[Linux-cluster] NFS over GFS problem

Sat Jan 29 16:14:48 UTC 2005

Hello,all

I got the gfs' code from cvs on 2004-12-12, which was for kernel 2.6.9 ,
and I opened the NFS server on one GFS node, then I mounted the nfs filesystem
on some machines which did not in the cluster.The NFS server's OS is FC3, 
the NFS clients' OS is RH9. There were problems:

1. When I stoped the NFS server and umount the GFS with NFS client mounted, 
no error happened. but after I remounted the GFS , restarted the NFS server, remounted
the NFS,and umounted the NFS, stoped NFS server, then umount of GFS hang, system reboot
failed too.the dmesg is :

 GFS: fsid=xxx:xxx.3: Unmount seems to be stalled. Dumping lock state...
 Glock (2, 26)
   gl_flags =
   gl_count = 2
   gl_state = 0
   lvb_count = 0
   object = yes
   aspace = 0
   reclaim = no
   Inode:
     num = 26/26
     type = 2
     i_count = 1
     i_flags =
     vnode = yes
 Glock (5, 26)
   gl_flags =
   gl_count = 2
   gl_state = 3
   lvb_count = 0
   object = yes
   aspace = no
   reclaim = no
   Holder
     owner = -1
     gh_state = 3
     gh_flags = 5 7
     error = 0
     gh_iflags = 1 6 7

what's the messages' meaning? It seams as if the mount/umount sequence is critical.

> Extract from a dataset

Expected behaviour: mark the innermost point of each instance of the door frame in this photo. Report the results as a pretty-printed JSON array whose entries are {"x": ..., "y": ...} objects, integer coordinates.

2. When two GFS nodes read the same file(s)(as 1~50 files) on the storage at the
same time, total disk IO performance is worse than one node's? When one GFS node and 
one NFS node(client) read the same file(s) ,the NFS node's performance is nearly zero? 
What's worse, the command "ls" looks like blocked on the GFS directory 
on both GFS nodes and NFS nodes on above cases. So how can I speed up the command "ls",
or may be the system call "stat"?  The GFS filesystem use the "lock_dlm" lock protocol. 
Will "lock_gulm" protocol improve the status, or any other? Are there any 
gfs tune options or mount options to resolve the problem?  

Thanks for any reply!
Best regards! 
Luckey